Ironically, the Timeless Project was conceived by a millennial, Nethmie Hetti, 25, who thinks it's time to question those ideals.
Hetti works in advertising and noticed brands were ignoring older generations of women, assuming perhaps that after 65, women trade in their lives for knitting needles. But Hetti found the opposite. Yes, there are many women happy with a quieter life during the later stages of life, but not all of them are.
65-year-old trekked in the Himalayas, became pilot
Take Lynda Noppe, for example.
At 81, she encourages people to seize every opportunity, understanding "that fear is the thief of dreams," the Timeless Project website says.
At 65, Noppe trekked to Kala Patthar mountain, 1,000 feet above the base camp at Mount Everest and the viewpoint for the world's tallest mountain. Three years later, she earned her pilot's licence.

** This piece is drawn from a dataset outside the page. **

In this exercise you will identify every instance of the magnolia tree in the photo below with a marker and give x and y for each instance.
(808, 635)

Sitting at a makeup table, with a bright yellow blazer and art-deco-style earrings dangling from her ears, she explains in the website video that becoming a pilot "took me a long time. You have to learn a lot, engines, airframes, navigation meteorology, all that."

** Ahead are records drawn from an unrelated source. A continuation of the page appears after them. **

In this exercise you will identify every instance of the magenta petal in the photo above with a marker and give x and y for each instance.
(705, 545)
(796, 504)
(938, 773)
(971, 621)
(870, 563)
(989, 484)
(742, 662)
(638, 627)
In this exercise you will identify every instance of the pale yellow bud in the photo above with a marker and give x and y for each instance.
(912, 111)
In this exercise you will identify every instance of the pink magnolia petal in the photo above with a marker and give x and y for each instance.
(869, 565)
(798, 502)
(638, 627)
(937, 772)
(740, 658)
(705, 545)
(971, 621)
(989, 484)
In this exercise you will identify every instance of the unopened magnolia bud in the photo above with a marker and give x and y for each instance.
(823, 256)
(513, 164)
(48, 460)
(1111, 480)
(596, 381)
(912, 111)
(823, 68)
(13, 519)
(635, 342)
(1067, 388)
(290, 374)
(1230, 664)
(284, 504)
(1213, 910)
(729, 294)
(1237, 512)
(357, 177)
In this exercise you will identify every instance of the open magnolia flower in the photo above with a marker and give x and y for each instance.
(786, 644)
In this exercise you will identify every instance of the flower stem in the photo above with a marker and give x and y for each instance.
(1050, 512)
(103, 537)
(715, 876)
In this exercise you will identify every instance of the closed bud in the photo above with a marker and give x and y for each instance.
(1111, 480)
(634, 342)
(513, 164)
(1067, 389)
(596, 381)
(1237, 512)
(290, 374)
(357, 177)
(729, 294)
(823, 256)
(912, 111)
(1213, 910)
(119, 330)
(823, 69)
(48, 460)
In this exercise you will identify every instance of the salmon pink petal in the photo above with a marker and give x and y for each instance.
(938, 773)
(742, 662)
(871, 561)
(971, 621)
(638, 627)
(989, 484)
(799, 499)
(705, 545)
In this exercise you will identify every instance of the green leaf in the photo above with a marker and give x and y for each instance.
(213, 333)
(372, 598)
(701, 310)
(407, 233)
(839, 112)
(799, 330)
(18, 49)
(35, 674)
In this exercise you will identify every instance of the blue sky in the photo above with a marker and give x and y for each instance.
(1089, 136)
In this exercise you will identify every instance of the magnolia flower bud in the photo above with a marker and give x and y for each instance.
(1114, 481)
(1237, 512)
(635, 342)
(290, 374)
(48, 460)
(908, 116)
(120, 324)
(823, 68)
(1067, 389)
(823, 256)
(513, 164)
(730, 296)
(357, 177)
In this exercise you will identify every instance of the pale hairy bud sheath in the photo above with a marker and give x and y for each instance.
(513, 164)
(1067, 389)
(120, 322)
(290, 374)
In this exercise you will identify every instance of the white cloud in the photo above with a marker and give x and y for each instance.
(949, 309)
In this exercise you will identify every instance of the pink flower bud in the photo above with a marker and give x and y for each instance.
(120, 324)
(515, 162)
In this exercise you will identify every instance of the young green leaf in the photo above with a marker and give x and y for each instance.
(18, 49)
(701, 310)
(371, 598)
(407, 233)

"You always have to be learning," says Ramie Veerapann. Recently, the 85-year old-joined a line dancing class.
"Some people accept the mantle of an 'old person,' but you don't have to give up," she says.

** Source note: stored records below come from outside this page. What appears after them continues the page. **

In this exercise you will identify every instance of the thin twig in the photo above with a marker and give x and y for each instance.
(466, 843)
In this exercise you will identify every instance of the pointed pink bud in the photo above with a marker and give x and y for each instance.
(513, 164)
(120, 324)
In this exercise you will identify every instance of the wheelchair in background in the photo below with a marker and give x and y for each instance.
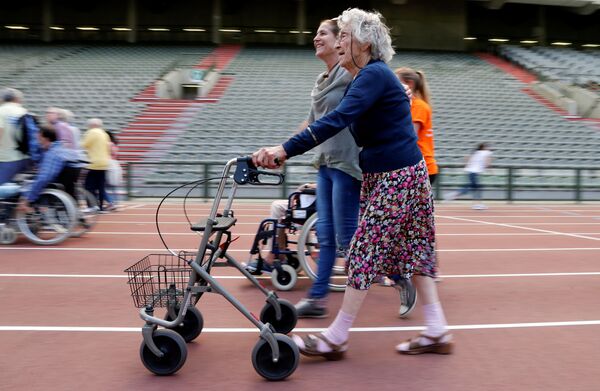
(282, 236)
(53, 219)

Veerapan's thinking was instilled in her by her father growing up apartheid South Africa.
"I'm going to my dance class, there's so much to be offered [in this life]."
'We're going to see some shifts'
Silver, the U of T professor who studies aging, warns society is making assumptions based on old demographic trends and is "not recognizing that now ... life expectancy is significantly longer than it was.
"So I think we're going to see some shifts. It's just a matter of time and a matter of cultural norms catching up to demographic changes."
For the first time in Canadian history, "there are now more people over 65 than there are under 15," Silver says. The combined advances in health care and a drop in birth rates are among the major causes.
Hetti hopes the website will fuel a conversation about what it means to age, and what is considered beautiful.
And the timing is right on point, says Silver.
"I think we are starting to see that shift that people who were invisible are becoming more visible."